50 Gr Weight of the State of Israel (20th Cent. CE)

A 50 gr weight of the State of Israel. The bottom of the weight exhibits scratch marks, above which was stamped an official seal — a set of scales and the year ’53. Scratch marks such as these were regularly applied in order to reduce the weight of overweight weights. The scratch marks are directly beneath the seal, and may have been placed there by the weights inspector who proceeded to stamp the weight.

100 Gr Weight of the State of Israel (20th Cent. CE)

A 100 gr weight of the State of Israel. Two small plaques are affixed at the bottom to correct the weight, one of them stamped with an official seal used from the 1970’s onward — a set of scales and the letter Yud within a star of David.

Broken Arabic Glass Weight (Late Islamic)

A broken glass weight of the Late Islamic period with remnants of Arabic inscription, original weight probably 1 Dinar.

1 Dirham Weight (10th – 11th Cent. CE)

A square bronze 1 Dirham weight, with Arabic inscription and tapered edges. Used for weighing silver Dirham coins. Hundreds of similar weights of the Fatimid era (10th–11th century CE) were discovered in Caesarea.

Imperial Byzantine Glass Weight (Early 8th Cent. CE)
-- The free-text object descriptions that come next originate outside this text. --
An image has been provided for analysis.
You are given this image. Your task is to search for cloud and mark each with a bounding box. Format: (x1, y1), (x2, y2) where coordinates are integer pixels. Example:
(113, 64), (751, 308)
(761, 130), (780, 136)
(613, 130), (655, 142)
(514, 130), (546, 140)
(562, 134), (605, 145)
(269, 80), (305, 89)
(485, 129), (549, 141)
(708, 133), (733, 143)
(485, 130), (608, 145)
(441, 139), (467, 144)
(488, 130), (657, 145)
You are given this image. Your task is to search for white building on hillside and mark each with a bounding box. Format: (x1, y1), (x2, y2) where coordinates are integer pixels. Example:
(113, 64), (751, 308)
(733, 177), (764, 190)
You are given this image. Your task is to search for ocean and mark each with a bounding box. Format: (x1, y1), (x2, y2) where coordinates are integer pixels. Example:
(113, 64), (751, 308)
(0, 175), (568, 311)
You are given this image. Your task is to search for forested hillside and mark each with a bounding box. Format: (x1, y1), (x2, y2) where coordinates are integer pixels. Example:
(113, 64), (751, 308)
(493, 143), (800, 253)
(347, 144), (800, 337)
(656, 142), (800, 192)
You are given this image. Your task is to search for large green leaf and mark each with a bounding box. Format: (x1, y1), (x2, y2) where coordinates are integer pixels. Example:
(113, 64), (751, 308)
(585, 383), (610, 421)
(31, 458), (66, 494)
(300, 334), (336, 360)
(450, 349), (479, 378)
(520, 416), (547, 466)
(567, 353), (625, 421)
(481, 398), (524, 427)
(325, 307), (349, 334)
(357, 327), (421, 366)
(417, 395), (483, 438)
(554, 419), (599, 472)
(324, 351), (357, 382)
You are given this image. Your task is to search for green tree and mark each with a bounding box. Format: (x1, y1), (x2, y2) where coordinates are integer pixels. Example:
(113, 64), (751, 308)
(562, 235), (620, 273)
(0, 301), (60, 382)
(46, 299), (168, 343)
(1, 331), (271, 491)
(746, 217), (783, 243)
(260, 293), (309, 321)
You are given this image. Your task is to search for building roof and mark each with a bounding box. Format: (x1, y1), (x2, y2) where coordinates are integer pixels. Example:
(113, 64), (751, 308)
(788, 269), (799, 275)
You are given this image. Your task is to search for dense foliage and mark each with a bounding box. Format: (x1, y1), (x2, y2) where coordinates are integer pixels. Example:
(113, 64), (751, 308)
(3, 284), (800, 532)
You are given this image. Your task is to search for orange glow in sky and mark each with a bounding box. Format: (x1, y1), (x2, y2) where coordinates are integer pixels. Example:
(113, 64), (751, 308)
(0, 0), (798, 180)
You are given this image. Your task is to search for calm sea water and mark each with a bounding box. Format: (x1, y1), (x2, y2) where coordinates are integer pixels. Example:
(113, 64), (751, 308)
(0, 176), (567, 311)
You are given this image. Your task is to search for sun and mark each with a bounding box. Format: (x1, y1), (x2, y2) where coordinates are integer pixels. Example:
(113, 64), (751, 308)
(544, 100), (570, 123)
An “Imperial” glass weight of the Byzantine Period, used for weighing gold coins. Imprinted with a trio of saints and the cross shaped monogram of Theodosius III, of the early 8th century CE. Both the quality of the glass as well as the impression are strikingly similar to weights produced in European workshops and hence are likely of that origin.

Kerátion Weight (6th Cent. CE)

A Byzantine Period bronze weight with a silver inlay Kerátion (English: carat; Latin: siliqua), for the weighing of silver coins. The Lettering KA may denote one Kerátion, and it indeed matches the weight of a Justinian II Siliqua coin of the 6th century CE.

Byzantine Numsima Bronze Weight (4th – 6th Cent. CE)

A Byzantine Period Numisma bronze weight for the weighing of gold coins. (4th–6th cent. CE).

Half of a Limestone Maneh Weight (late 4th cent. BCE – 70 CE)

Half of a flat cylindrical limestone weight. Second Temple Period. Based on the weight and size of the object, the complete weight would’ve had a weight similar to Maneh weights found in the vicinity of the Old City. The sifting has also unearthed disc-shaped lead weights, weighing ⅛ maneh belonging to the Hellenistic Period (3rd-2nd cent. BCE).

Judaean 4 Gera Weight (10th-6th cent. BCE)

A Judean 4 Gera (⅙ Shekel) weight from the First Temple Period. Limestone etched with four parallel lines. The complete stone weighs 2.48 grams, about 15% heavier than comparable Judean weights.

Judean 4 Shekel Weight (8th-6th Cent. BCE)

A Judean 4 Shekel weight. Limestone with a lead insert. Late 8th – Early 6th century BCE, 1st Temple Period. The lead insert is clearly visible, indicating it was probably used to fix an underweight stone, rather than for creating an overweight counterfeit. The stone is dome- shaped and marked on one side with four lines, an unusal way to denote its weight, as most weighing stones of the time were marked with Egyptian hieratic numerals.